さらに幹事長留任を希望していた石破(茂)さんを窓際ともいえる地方創生担当相として“飼い殺し状態”にできたのも大きかった。石破さんはこの人事を蹴って無役(むやく)になり、次期総理の座をうかがうチャンスを待つ選択肢もあったはず。でもそうできなかった。その大きな原因は、二階(俊博総務会長)さんの党三役入りだね」どういう意味か?
「二階さんと石破さんは、以前に自民党を離党して小沢一郎さんらと共に新進党の結成に関わった同志です。その後、ふたりとも復党した“出戻り組”としても同志。党を裏切ったヤツというレッテルがあったのに出世した実力を持つことも共通です。このふたりが結託して、自分に歯向かってくることを安倍さんは警戒したと思います。
二階さんは総理の椅子に色気を持つ人ではありません。しかし石破さんは違う。地方の自民党員からも人気が高い石破さんの力を奪い去るためには、二階さんと引き離す必要性を感じたのだと思います。以前の安倍さんでは考えられない鋭い政局観だと思います。安倍さんは本当に強い政治家になりました。
でも政局を見極める眼力に関しては老獪(ろうかい)な二階さんのほうが一枚も二枚も上。今回のような入念に練られた解散シナリオを安倍さんひとりで描くのは難しいでしょう。菅さんも無理。二階さんに違いない」(B氏)
地味な人物という印象が強い二階氏だが、そんなにスゴイ政治家だったとは。でも、二階さんはなぜ石破氏を見捨てて安倍首相についたのか?
「彼は運輸族の大物議員。公共事業予算に関する権限の強化が交換条件でしょう。今、二階さんが会長を務める『国土強靱化総合調査会』という組織の権限は非常に強大です」(B氏)
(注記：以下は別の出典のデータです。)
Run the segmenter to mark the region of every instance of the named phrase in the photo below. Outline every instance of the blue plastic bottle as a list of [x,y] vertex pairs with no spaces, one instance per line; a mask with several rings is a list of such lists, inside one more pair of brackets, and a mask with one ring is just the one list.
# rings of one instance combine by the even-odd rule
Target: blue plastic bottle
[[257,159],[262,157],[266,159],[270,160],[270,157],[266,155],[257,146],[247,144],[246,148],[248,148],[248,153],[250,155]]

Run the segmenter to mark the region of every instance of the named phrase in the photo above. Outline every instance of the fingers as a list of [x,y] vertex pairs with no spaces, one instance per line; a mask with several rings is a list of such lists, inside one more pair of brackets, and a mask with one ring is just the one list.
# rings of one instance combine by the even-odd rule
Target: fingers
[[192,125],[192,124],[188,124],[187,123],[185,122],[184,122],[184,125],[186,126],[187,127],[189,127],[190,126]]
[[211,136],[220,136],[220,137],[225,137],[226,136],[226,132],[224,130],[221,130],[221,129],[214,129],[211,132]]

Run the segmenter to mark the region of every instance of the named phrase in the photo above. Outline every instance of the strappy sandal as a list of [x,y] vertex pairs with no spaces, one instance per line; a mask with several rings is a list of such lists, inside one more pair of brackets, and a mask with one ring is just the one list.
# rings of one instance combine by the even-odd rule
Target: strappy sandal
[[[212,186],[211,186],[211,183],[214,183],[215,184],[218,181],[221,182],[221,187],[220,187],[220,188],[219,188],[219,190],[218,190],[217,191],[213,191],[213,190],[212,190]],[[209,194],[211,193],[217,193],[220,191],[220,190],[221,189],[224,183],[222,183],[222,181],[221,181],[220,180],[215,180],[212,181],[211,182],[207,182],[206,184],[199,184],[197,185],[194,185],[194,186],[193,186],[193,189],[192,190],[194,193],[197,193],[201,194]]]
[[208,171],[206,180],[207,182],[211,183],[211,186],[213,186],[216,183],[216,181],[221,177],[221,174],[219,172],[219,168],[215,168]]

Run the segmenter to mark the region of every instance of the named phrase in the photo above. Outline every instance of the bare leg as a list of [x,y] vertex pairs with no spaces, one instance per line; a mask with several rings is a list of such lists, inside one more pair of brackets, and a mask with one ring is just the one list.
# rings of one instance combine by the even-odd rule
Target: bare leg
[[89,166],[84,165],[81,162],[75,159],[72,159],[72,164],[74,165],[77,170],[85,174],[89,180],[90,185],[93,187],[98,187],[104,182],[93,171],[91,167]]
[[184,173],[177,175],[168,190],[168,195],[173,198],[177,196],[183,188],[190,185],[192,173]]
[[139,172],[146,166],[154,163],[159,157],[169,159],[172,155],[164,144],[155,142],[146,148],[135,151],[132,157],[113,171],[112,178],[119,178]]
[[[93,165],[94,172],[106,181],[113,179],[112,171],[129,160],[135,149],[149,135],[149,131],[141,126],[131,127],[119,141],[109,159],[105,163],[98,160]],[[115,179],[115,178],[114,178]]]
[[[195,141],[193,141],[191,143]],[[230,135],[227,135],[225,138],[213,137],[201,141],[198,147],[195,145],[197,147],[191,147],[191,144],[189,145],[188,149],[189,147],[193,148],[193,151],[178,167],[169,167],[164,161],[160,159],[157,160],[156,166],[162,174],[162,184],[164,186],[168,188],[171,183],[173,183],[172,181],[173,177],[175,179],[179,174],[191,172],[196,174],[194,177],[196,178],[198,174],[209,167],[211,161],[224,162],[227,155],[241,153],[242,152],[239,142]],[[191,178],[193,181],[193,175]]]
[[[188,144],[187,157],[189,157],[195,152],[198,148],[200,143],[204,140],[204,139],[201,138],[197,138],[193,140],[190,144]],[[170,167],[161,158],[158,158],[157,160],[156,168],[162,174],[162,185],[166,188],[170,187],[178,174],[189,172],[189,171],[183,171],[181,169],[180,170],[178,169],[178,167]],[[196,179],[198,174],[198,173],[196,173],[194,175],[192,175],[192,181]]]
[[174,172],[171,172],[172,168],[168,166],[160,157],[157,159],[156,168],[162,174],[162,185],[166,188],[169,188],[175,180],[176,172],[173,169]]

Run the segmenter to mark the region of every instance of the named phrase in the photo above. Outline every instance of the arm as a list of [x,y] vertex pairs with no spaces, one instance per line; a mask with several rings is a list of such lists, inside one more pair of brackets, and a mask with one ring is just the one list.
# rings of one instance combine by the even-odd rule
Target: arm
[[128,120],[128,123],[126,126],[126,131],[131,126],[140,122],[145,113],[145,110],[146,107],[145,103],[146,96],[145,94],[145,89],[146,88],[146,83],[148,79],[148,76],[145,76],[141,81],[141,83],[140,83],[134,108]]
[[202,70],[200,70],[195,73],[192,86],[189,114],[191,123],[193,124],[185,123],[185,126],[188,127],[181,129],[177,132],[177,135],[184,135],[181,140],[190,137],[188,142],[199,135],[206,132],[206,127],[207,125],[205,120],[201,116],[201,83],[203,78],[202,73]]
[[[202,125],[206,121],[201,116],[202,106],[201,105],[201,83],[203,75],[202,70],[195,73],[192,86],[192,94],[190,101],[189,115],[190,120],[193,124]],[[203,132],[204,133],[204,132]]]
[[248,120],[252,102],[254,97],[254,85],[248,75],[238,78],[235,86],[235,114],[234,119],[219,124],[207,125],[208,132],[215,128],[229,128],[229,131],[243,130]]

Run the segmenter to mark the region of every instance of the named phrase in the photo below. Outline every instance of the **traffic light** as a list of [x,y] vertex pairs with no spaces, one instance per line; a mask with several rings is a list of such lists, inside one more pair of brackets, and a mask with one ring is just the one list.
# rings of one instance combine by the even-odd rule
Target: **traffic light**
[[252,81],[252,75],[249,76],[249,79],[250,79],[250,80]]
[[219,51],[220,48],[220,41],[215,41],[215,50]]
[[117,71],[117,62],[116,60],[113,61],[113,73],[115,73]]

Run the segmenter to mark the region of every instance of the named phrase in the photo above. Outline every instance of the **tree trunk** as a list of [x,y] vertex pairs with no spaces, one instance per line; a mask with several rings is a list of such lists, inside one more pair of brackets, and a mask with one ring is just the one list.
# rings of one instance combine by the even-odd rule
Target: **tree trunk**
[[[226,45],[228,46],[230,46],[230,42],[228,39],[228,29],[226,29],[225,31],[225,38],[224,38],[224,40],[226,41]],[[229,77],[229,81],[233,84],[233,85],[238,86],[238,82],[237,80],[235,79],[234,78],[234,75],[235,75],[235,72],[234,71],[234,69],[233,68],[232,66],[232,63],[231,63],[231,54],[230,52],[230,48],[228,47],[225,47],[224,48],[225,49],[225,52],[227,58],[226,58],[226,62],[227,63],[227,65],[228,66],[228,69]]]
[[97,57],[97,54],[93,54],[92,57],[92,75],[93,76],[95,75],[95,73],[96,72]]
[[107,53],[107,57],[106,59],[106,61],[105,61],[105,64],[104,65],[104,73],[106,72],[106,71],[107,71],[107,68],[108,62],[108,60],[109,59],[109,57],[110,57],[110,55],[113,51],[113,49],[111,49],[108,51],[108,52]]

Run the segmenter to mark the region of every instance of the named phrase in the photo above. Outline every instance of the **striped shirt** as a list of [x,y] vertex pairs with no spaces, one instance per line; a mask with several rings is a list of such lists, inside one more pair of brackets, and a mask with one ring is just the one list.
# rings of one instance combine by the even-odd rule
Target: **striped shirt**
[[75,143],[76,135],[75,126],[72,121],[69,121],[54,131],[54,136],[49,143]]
この調査会は自民党内にある組織で、さまざまな部会の上に位置する。自民党の公式ホームページに二階氏がインタビュー形式で語っているコラムがあるのだが、この内容が強烈だ。抜粋して紹介しよう。
「コンクリートから人へなんて寝言を言っているわけにはいきません。(中略)コンクリートが人命を守ったのです。(中略)財政再建は重要ですが、自信を持ってその(国土強靱化事業の)重要性を訴えていきます」
ここまでストレートに言われると清々しさを感じるほど。消費増税を延長した上に公共事業の歳出が増え続けたら財政再建なんて夢のまた夢なのに……。